28.08 — 29.11.2020

Amy Lien & Enzo Camacho*

Amy Lien (née en 1987, Etats-Unis) et Enzo Camacho (né en 1985, Philippines) sont des artistes dont la pratique collaborative qui, partant des Philippines pour d’autres horizons, traite des itérations locales du conflit entre le travail et le capital sous l’angle des dommages post-coloniaux. Leurs projets impliquent souvent une période immersive de recherche ou de vie dans un lieu, au cours de laquelle ils tentent d’identifier des points de tension propre à la manipulation de vies et de mondes à des fins de profit et de développement. Les œuvres qui émergent de cette recherche expérientielle impliquent des expériences interactives avec des matériaux modestes (comme de la lumière, du papier, des cordes et des bâtons) sinscrivant dans un processus d’apprentissage continu.

Amy Lien & Enzo Camacho, waves move bile / Les flots du fiel, 2020
Installation multimédia, programmation lumière et son
Commissionné par Manifesta 13 Marseille
Courtesy des artistes

L’Ahp est un esprit du folklore cambodgien qui hante la région correspondant à l’ancienne Indochine française. Elle est généralement représentée comme une tête flottante, enveloppée d’un halo gazeux et de laquelle pendent des viscères.
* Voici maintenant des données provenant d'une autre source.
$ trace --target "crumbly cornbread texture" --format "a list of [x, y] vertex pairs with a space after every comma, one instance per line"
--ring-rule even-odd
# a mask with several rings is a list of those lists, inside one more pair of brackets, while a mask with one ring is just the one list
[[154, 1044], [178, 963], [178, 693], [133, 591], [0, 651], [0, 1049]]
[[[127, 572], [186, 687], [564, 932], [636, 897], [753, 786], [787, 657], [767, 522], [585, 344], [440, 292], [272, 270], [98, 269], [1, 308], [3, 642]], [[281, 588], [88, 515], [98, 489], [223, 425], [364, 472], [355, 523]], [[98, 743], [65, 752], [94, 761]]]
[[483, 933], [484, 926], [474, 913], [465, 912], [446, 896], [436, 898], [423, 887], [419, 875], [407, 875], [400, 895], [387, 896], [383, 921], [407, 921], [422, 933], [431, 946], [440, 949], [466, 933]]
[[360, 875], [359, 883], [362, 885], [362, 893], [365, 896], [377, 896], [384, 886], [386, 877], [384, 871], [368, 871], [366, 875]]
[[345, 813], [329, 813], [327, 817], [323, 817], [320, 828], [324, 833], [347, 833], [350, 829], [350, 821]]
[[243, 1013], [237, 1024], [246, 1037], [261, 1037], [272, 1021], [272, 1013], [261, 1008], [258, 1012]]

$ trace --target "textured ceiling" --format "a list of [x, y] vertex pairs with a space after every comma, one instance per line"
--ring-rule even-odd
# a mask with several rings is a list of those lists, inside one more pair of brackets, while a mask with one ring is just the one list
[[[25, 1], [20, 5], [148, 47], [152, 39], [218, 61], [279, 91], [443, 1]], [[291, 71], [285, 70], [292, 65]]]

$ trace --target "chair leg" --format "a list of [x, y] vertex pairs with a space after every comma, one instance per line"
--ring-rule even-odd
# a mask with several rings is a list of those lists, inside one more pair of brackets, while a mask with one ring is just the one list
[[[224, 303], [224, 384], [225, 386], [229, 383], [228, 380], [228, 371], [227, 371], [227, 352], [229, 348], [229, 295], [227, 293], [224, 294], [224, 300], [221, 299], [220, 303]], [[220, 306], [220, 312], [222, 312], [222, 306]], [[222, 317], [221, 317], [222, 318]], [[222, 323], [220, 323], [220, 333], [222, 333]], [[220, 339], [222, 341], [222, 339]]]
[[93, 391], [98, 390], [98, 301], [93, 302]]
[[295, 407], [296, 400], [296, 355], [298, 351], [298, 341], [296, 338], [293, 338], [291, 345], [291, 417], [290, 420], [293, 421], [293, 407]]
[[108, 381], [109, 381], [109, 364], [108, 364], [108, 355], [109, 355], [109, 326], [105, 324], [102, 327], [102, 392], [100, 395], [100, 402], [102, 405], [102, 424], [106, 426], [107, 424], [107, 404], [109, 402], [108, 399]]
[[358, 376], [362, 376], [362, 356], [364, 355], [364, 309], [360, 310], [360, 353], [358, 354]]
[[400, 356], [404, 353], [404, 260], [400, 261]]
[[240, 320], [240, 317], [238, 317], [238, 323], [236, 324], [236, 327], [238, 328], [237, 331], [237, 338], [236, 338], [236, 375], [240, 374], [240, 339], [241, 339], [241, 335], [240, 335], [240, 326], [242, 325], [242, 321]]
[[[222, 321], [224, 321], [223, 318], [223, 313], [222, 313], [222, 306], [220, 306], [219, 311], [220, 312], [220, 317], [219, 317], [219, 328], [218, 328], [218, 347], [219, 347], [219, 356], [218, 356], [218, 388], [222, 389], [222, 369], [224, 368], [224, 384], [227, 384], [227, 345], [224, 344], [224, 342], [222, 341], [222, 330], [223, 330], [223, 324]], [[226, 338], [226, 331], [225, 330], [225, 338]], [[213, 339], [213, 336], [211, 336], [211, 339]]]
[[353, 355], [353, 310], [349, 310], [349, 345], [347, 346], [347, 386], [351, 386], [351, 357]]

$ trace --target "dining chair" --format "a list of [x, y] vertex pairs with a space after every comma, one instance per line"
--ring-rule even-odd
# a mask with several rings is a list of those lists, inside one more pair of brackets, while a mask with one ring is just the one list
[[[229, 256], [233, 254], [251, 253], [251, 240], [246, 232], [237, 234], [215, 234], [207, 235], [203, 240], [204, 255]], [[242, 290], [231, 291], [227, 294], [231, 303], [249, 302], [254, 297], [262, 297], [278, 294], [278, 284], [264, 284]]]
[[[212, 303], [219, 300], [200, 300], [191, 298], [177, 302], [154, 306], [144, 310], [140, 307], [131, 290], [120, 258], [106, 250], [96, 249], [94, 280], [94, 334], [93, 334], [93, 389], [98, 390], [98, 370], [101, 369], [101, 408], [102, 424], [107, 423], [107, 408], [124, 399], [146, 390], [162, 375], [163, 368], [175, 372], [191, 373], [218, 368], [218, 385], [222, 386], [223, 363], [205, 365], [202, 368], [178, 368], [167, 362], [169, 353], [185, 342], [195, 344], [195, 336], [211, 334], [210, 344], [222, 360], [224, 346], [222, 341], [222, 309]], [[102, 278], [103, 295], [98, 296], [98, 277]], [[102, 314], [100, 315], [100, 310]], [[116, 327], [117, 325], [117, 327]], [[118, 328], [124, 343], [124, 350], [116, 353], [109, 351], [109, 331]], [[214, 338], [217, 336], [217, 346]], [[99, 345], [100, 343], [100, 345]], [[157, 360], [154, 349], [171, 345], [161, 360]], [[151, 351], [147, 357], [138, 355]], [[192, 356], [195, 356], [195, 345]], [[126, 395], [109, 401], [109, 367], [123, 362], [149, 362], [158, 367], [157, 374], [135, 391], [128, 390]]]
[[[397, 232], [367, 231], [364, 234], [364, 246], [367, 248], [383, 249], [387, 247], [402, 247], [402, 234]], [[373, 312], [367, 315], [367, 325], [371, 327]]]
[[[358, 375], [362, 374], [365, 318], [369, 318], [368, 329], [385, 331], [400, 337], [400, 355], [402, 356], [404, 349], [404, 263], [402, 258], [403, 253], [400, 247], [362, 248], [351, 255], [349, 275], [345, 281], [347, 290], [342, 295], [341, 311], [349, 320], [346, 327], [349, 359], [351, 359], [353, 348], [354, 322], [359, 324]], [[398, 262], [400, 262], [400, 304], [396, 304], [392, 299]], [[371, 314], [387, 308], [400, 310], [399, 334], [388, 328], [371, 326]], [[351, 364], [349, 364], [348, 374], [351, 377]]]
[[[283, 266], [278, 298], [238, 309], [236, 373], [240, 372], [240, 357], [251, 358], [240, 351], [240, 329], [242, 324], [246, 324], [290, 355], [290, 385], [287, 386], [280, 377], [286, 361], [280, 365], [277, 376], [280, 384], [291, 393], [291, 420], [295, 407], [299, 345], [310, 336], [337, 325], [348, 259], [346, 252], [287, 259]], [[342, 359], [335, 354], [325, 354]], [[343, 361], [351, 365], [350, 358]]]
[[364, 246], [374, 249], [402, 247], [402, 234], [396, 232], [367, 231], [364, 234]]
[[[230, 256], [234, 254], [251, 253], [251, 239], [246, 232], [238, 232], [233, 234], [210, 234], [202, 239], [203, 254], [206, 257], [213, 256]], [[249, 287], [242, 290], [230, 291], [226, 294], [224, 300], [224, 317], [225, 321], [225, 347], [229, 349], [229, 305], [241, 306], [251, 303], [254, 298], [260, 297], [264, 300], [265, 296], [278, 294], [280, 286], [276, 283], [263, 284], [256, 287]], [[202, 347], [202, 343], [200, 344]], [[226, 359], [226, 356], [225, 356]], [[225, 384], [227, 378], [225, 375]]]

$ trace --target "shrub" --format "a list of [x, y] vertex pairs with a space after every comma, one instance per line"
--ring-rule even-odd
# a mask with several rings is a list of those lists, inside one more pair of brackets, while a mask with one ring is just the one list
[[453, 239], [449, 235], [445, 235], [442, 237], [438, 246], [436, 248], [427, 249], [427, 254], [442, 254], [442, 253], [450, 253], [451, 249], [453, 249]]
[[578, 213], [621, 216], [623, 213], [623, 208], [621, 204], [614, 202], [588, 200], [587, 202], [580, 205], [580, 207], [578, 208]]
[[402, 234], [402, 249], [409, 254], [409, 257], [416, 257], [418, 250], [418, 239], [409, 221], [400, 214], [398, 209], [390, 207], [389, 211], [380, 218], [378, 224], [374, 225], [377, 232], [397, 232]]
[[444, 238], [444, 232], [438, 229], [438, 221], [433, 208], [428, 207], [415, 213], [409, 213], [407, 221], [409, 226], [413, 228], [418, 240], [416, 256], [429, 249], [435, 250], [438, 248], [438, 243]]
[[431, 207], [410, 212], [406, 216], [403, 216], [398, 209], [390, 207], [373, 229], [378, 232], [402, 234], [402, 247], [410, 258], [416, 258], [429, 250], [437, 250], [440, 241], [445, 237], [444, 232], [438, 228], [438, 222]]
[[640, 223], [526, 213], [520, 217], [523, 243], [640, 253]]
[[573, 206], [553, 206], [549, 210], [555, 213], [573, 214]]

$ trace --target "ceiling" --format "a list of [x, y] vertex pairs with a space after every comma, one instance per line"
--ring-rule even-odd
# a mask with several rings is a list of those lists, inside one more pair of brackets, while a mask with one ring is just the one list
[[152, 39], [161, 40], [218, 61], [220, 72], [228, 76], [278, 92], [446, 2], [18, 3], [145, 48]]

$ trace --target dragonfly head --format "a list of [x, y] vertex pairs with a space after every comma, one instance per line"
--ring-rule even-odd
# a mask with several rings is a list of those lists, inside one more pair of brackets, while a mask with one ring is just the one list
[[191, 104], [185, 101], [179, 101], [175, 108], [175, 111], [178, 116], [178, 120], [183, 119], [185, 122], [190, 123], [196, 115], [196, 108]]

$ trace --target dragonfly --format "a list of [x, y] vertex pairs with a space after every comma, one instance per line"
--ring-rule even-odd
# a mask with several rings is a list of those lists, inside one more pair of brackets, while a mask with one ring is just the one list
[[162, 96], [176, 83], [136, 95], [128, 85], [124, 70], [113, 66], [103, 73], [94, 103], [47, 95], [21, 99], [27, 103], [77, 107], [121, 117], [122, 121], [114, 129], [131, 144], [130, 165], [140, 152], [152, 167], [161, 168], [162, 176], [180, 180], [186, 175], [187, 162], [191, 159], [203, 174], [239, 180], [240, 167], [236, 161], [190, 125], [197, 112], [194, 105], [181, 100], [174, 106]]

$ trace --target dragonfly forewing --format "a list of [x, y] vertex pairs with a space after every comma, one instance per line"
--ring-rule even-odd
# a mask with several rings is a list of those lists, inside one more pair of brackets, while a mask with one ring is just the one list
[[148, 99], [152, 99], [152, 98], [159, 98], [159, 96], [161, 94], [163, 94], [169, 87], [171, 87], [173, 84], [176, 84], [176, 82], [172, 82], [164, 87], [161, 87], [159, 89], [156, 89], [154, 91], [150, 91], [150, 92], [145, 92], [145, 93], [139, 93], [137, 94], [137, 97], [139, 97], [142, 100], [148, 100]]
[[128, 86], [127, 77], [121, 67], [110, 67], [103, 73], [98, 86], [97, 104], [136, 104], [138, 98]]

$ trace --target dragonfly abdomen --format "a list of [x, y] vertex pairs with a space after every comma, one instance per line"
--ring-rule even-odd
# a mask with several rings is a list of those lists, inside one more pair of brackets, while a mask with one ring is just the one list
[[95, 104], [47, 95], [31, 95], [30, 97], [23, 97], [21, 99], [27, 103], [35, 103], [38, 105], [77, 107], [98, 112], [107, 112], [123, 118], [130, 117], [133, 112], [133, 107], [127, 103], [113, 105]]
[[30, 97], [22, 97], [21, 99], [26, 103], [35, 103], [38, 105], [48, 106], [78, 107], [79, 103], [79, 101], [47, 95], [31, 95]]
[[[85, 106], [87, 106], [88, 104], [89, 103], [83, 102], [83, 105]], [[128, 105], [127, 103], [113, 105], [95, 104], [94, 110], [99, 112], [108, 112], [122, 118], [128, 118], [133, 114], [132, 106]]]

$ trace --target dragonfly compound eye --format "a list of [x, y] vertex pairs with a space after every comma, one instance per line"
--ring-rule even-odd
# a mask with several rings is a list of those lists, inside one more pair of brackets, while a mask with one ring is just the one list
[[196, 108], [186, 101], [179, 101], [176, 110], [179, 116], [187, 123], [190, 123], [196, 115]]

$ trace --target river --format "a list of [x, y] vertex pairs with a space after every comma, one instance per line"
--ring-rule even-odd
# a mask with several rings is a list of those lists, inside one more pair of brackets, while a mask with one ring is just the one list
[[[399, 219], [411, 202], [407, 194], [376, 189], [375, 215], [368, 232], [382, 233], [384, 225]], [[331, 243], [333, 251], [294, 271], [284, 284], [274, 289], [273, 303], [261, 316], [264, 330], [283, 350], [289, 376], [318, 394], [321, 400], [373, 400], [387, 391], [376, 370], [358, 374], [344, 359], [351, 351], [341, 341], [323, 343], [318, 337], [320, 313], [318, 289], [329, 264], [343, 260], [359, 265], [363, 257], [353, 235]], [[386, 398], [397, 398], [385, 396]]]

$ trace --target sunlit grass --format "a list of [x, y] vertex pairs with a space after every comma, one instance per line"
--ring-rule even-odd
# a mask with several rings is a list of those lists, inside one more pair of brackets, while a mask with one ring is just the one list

La nuit, elle sème la terreur dans son village, se nourrissant d’ordures, d’eau croupie, de plaies béantes et de fœtus, avant de rejoindre son corps à l’aube. Bien que la figure de l’Ahp soit traditionnellement associée aux notions d’étrangeté et de méfiance, Amy Lien et Enzo Camacho y voient un puissant outil pour décrypter les situations de rupture et de survie.

Dans le cadre de leur contribution à Manifesta 13, les artistes ont fait don à Marseille d’une Ahp prenant les traits de l’un des personnages féminins monumentaux qui ornent les escaliers emblématiques de la gare Saint-Charles. Créée entre 1923 et 1924 par le sculpteur provençal Louis Botinelly, l’allégorie des Colonies d’Asie prenant la forme d’une femme nue allongée, entourée d’une profusion d’objets « exotiques », et faisant face à sa jumelle, les Colonies d’Afrique, demeure un témoin grotesque du rôle de la ville au sein du projet colonial européen. Les artistes décapitent symboliquement ce monument raciste et transforment sa tête ainsi tranchée en un spectre qui hante les lugubres souterrains de la citerne des Moulins. Produisant un violent contraste avec la célébration du projet colonial signée Botinelly, l’installation sculpturale waves move bile [Les flots du fiel] dépeint cet épisode de l’histoire comme une abomination, une plaie à jamais suintante, avec laquelle nous devons perpétuellement composer à l’ère de la mondialisation néocoloniale.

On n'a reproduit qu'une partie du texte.